05. Assignment 4 — Customer Support Agent with Tool Calling¶
Week 9. ReAct loop. Tool schemas. Guardrails. Evaluation discipline.
Goal¶
Build a customer support agent for a hypothetical SaaS product. The agent should answer FAQ-style questions, look up account information, and escalate safely when needed.
This hands_on_lab is not about building the fanciest chatbot. It is about showing that you understand a production-shaped loop.
Scenario¶
Your SaaS product has these common issues:
- login and MFA problems
- billing confusion
- workspace setup questions
- outage/status checks
- requests that should be escalated to humans
Your support agent should behave sensibly across all five.
Required tools (3+)¶
search_kb(query, product_area)- Read-only search over a mock help center or FAQ set.
lookup_account(user_id)- Read-only lookup for plan, account status, and recent auth flags.

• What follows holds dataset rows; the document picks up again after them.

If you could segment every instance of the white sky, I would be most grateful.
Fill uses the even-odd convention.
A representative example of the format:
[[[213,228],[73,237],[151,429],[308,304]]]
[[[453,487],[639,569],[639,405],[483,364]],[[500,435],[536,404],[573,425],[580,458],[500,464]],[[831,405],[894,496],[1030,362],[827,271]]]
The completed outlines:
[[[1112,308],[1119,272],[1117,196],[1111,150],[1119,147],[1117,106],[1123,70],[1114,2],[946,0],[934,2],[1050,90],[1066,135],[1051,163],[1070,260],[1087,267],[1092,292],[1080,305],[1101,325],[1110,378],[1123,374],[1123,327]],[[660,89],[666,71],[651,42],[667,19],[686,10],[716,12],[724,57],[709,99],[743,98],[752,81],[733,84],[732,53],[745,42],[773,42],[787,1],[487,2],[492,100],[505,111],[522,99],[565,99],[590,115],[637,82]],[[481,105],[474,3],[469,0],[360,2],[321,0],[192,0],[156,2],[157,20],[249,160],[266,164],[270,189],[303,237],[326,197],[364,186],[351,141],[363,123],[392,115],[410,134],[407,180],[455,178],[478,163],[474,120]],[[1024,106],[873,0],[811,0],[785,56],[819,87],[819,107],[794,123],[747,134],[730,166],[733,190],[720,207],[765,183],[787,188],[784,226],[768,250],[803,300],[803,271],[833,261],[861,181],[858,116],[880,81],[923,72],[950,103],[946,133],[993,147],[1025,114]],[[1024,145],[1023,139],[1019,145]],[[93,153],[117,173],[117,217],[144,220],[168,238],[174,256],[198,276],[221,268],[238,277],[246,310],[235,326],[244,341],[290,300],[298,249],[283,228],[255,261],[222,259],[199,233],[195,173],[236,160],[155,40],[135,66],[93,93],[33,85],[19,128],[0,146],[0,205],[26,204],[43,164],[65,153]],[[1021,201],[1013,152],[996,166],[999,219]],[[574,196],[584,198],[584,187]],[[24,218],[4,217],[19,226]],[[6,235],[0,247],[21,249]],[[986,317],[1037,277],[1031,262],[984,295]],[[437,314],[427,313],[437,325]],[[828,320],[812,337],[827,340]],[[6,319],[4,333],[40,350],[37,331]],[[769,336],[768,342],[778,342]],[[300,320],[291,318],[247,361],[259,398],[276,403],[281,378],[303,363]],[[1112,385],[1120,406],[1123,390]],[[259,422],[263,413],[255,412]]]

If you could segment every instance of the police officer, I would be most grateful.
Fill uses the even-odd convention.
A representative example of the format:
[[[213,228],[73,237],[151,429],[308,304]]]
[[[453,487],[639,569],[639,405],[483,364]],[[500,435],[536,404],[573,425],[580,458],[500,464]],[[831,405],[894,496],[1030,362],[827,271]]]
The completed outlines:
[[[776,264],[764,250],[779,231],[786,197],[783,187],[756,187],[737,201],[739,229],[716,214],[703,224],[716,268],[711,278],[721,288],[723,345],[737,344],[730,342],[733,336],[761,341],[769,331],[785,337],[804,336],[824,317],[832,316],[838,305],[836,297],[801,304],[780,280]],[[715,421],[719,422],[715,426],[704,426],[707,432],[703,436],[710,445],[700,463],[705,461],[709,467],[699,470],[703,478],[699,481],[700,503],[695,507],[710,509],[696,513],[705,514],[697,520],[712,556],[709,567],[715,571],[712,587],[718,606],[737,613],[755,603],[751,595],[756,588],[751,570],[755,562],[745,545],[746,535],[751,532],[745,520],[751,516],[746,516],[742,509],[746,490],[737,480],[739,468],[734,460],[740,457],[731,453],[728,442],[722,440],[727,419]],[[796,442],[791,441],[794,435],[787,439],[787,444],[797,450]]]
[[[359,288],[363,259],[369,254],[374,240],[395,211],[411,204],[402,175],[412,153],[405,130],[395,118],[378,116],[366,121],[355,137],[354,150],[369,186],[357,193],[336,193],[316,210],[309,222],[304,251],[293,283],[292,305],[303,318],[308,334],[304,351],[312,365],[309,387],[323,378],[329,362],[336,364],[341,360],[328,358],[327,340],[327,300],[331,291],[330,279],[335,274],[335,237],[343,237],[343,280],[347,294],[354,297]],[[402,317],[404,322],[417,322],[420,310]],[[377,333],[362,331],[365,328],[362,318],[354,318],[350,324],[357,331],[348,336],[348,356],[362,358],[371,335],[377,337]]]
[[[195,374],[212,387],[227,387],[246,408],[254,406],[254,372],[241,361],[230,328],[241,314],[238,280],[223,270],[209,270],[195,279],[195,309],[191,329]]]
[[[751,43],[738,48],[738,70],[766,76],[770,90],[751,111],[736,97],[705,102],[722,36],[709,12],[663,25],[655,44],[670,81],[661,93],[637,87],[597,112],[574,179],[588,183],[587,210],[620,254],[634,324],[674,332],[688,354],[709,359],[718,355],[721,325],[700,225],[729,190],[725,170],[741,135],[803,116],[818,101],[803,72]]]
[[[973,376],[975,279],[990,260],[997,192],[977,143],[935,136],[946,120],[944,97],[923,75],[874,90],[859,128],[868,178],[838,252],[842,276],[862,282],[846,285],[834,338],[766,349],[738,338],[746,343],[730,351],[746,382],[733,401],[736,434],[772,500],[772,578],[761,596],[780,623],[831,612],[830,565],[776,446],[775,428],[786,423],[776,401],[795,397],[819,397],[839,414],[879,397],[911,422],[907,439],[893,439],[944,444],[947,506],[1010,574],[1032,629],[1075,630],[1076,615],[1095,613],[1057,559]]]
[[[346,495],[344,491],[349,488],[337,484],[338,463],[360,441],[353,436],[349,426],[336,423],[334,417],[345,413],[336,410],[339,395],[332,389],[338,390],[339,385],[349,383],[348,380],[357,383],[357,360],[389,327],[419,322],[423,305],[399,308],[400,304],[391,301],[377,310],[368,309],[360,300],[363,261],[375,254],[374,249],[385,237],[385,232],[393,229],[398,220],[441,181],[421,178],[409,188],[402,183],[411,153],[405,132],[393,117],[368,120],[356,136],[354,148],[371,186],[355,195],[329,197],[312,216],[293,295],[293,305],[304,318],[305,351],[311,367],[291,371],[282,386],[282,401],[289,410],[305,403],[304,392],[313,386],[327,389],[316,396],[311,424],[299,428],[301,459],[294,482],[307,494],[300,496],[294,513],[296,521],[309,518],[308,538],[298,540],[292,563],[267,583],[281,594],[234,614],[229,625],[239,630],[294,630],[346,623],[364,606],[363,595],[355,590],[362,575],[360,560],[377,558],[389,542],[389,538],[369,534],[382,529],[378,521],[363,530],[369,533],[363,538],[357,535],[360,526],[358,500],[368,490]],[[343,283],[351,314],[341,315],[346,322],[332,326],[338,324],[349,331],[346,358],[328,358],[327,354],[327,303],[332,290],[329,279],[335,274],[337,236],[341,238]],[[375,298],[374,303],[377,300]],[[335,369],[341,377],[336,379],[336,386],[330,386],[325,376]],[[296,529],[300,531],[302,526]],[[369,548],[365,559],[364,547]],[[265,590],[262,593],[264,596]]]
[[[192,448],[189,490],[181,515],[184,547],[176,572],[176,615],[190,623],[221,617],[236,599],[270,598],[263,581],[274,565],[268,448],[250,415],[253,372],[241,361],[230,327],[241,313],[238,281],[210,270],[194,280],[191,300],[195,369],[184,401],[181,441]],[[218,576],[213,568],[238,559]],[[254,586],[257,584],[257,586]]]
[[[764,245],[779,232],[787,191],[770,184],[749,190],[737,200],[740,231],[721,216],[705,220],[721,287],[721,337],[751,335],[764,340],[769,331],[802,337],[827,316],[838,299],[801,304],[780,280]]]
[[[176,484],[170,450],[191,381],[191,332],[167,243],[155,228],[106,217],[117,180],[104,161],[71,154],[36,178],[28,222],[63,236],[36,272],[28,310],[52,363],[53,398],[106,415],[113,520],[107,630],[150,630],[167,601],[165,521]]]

escalate_to_human(category, summary)- Mock escalation tool that records a handoff.
Optional tools:
lookup_invoice(invoice_id)create_ticket(subject, description, request_id)reset_mfa(user_id)(only if you also add HITL or a strict safety policy)
Required architecture¶
You may use a framework, or write the loop manually. But your design must clearly show the ReAct pattern.
User query
↓
Agent loop
- think
- choose tool or answer
- execute tool
- observe result
- update state
- stop or repeat
↓
Final answer / clarification / escalation
Minimum loop rules¶
MAX_STEPScap required- tool arguments must be validated
- tool errors must be structured, not raw exceptions
- at least one explicit stop rule
- at least one give-up rule
- at least one human-in-the-loop or safe escalation policy
Cross-ref: - explainer chapter 2 for loop mechanics - explainer chapter 3 for schemas - explainer chapter 4 for guardrails
Required deliverables¶
agent.pyor equivalent- agent definition
- tool registry
- loop implementation
tools.pyor equivalent- tool implementations
- structured error returns
- validation logic
evals/gold_queries.json- 30 gold queries minimum
evals/run.py- runs all queries, records traces, reports metrics
README.md- architecture diagram
- tool descriptions
- guardrails
- eval results
- top failure modes
Gold query mix¶
Minimum 30 queries:
- 10 should be answered from KB
- 8 should require account lookup
- 4 should require invoice or billing reasoning
- 4 should escalate
- 4 should refuse or ask for clarification
Do not make the eval set too easy. Include messy language. Include incomplete IDs. Include two-intent queries.
What to evaluate¶
For each query, record at least these columns:
- query type
- expected tool sequence
- actual tool sequence
- argument validity
- final answer correctness
- escalation correctness
- latency
- notes
Core metrics¶
- tool-selection accuracy
- argument-validation pass rate
- final-answer correctness
- safe-escalation rate
- refusal / clarification correctness
- p50 / p95 latency
Success criteria¶
- Tool selection accuracy ≥ 85%
- Final answer correctness ≥ 75%
- Safe escalation behavior ≥ 95%
- No infinite loops
- No duplicate side effects
- Clear logs for every failed run
Required engineering choices¶
1. Use typed schemas¶
Use Pydantic or an equivalent validation layer.
Do not accept free-form dict payloads everywhere.
2. Make write behavior safe¶
If you include any write tool, show one of these protections:
- idempotency key
- read-before-write policy
- human approval gate
3. Log the trace¶
Keep a per-query trace with:
- each model step
- each tool call
- arguments
- tool result
- stop reason
That trace will help you debug quickly.
4. Show at least one failure honestly¶
In your README, include one failure where the loop was wrong, and explain the fix you would try next.
Common pitfalls¶
- Too many vague tools
- No
MAX_STEPScap - Tool descriptions that only say what, not when
- Raw exceptions bubbling into the loop
- Hidden writes with no safeguards
- Eval set with only easy cases
- No distinction between stop and give-up behavior
Stretch goals¶
These are optional, but useful if you want a stronger bridge to module 10:
- dynamic tool subset selection
- parallel read-only tool calls
- structured working state object
- lightweight memory between turns
- tiny cost tracker per query
Why this hands_on_lab matters¶
Customer support remains one of the clearest production agent use cases. If you ship this well, you show more than prompt skill. You show workflow engineering.
And that is exactly the bridge to module 10, where the same pattern scales into MCP and multi-agent systems.